Cell asked for help – here you go…

Recently, Cell editor in chief Emilie Marcus posted an article from the perspective of an editor, decrying the recent uptick in allegations of data mis-handling that appear to be flooding editors’ desks in recent years, and asking what to do about it. I’ve already opined on how Cell royally screwed up this process in the past, so instead let’s focus on the actual questions asked, and some solutions. Here are the specific questions posed by Dr. Marcus…


(1) At a time when there is increasing pressure to reduce the costs of publishing, how should journals, institutions, and funders apportion time and resources to addressing a burgeoning number of alerts to potential instances of misrepresentation or misconduct?

Charge less and spend more?  Scientific publishing is a multi billion dollar industry, with profit margins routinely in the region of 35%. All the labor (i.e., peer review) is essentially free, and the actual production costs are miminal now that everything is on-line.

The issue here is that Cell and the other publishers want it both ways – they like the title “gatekeepers of truth”, but they don’t want to shell out the cash required to ensure that what they’re peddling is actually true!  Seriously, the answer to this one is so simple, it really questions the sanity of anyone asking it – SPEND MORE MONEY!  Hire more people to scrutinize the data before it goes out the door.  In the life sciences field in the US right now, we’re all bemoaning the glut of former grad students and post-doc’s struggling to find jobs. They have intimate knowledge of the subject matter. Hire them and you’d fix 2 problems in science.


(2) Are there ways to improve the signal-to-noise ratio that we haven’t thought of?

By signal to noise, one presumes Dr. Marcus is referring to the number of allegations that come in the door, but then don’t turn out to be real problem data.  Again this is a tractable problem.  More eyes on the data = easier to figure out what’s real.  Hire more trained eyes.

Another really simple solution is to USE THE TOOLS ALREADY AVAILABLE for plagiearism detection – things such as iThenticate and DejaVu.  It is shocking that we’ve had text plagiarism software now for well over a decade, but most journals simply don’t use it. Why? Because it costs money!  What’s interesting is that software tools are now also being developed to do the same thing for data and images (I know of some in the pipeline, but can’t mention specifics).

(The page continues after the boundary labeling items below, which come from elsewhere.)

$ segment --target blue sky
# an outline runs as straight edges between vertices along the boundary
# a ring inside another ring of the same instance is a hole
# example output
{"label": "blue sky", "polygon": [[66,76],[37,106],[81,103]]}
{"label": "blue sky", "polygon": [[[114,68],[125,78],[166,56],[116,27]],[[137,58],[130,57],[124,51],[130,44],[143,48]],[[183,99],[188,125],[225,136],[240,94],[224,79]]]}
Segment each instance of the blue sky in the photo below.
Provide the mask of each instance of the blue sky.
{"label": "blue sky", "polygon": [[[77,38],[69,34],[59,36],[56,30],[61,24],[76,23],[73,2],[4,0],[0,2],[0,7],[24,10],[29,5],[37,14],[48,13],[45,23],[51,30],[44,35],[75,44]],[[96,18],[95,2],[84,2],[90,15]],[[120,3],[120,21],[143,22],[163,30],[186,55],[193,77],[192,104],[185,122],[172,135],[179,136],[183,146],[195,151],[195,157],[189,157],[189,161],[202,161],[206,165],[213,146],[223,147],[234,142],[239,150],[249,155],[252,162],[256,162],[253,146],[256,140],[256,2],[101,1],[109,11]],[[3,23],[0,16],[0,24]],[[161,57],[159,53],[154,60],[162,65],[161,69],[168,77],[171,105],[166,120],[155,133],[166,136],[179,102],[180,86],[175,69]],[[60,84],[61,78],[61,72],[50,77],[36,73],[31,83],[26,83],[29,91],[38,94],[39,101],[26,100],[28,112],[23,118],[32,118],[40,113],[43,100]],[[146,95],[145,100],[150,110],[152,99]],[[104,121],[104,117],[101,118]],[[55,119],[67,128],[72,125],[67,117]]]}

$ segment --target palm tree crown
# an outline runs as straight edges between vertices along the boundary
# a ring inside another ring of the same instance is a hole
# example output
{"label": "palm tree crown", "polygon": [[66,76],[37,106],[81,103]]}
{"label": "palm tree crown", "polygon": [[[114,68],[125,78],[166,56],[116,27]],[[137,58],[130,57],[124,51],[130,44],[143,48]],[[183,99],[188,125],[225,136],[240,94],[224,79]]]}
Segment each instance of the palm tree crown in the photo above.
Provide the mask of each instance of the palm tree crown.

So, we are literally a couple of years away from the point when any submitted paper – both text and images – can be screened automatically using software. After that watershed moment, does anyone want to gamble how long it will take before such tools gain widespread adoption across the publishing industry?  Don’t hold your breath!

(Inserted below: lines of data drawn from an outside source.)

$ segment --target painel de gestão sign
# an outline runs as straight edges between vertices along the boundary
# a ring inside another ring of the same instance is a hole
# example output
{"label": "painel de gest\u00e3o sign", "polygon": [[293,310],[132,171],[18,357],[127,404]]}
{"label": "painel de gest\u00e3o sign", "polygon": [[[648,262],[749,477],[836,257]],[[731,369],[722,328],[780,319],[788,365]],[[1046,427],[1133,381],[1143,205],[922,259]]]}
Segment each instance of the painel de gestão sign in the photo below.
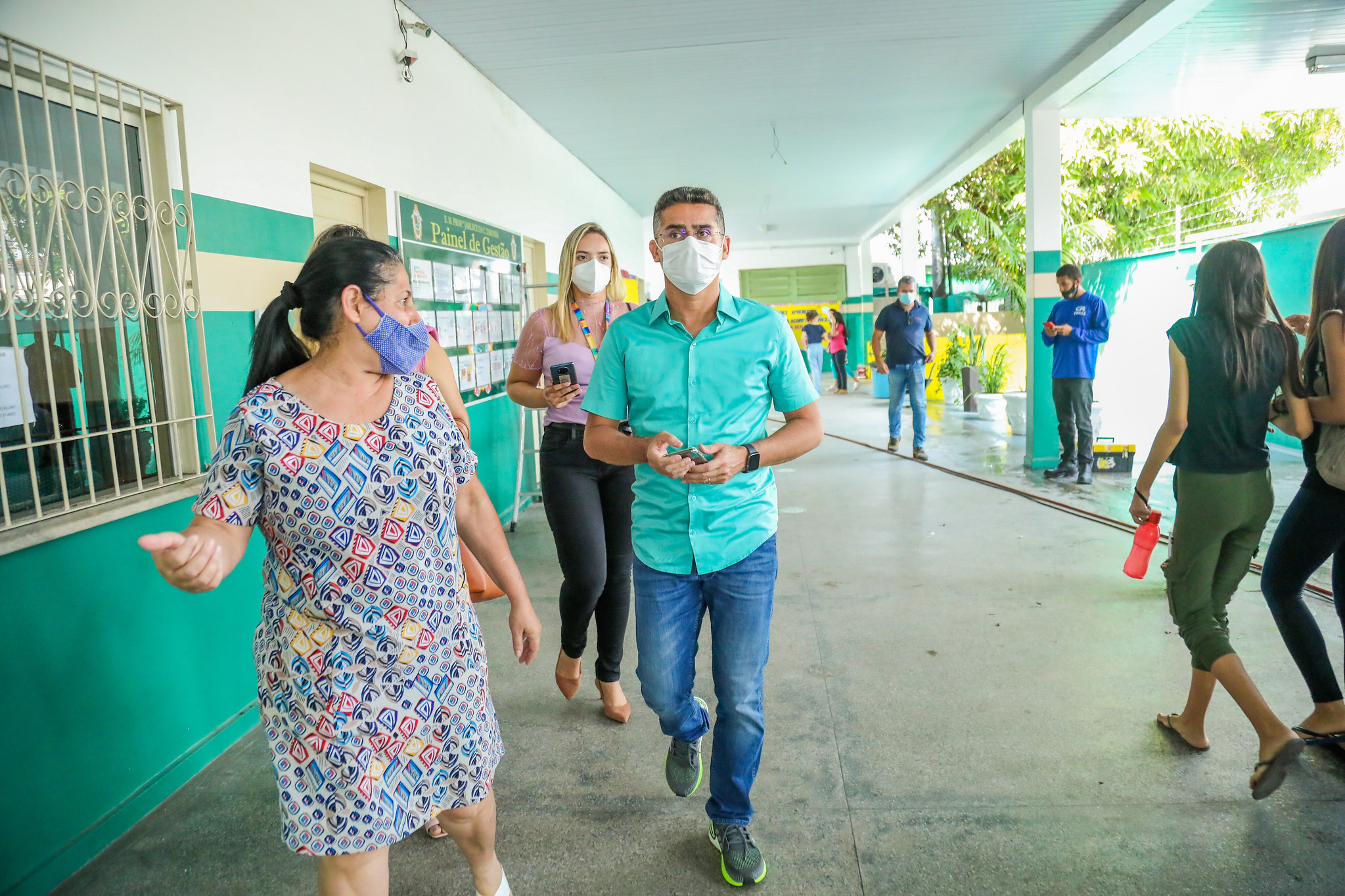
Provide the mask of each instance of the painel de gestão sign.
{"label": "painel de gest\u00e3o sign", "polygon": [[523,240],[518,234],[406,196],[398,196],[398,211],[402,239],[483,258],[503,258],[510,262],[519,259]]}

The other answer to this question is to think differently about the problem of signal:noise. In the old days, the only way to do it was boost the signal and cut the noise.  Computing power and labor are now so cheap, it’s easier to just do everything – take the signal, take the noise, take everything, and look at it all.  If there’s some noise in there, who cares? It’s actually more expensive to expend effort trying to figure out what’s noise. Just examine everything and THEN decide if it’s noise. You don’t gain anything by filtering out the noise first.


(3) Is there a process for investigating that would be more streamlined, coordinated and efficient?

Yes, see above. Software and more pairs of eyes. Spend more money (does anyone see a theme developing here?)  As regards efficiency, that fact that it was necessary to ask all of these questions tells you that the current system is not working. Quite frankly, anything the publishers do differently will be more efficient than the current approach.


(4) Would allowing/requiring authors to post all the raw data at the time of publication help?

Yes, both of these. It simply beggars belief that in 2015, when I can fit the entire back catalog of thousands of journals on a pocket-sized hard disk that costs <$100, journals are still on the fence about whether to allow authors to store all the data associated with a paper.  Hell, they’re still imposing limits on word count, pages, number of images etc.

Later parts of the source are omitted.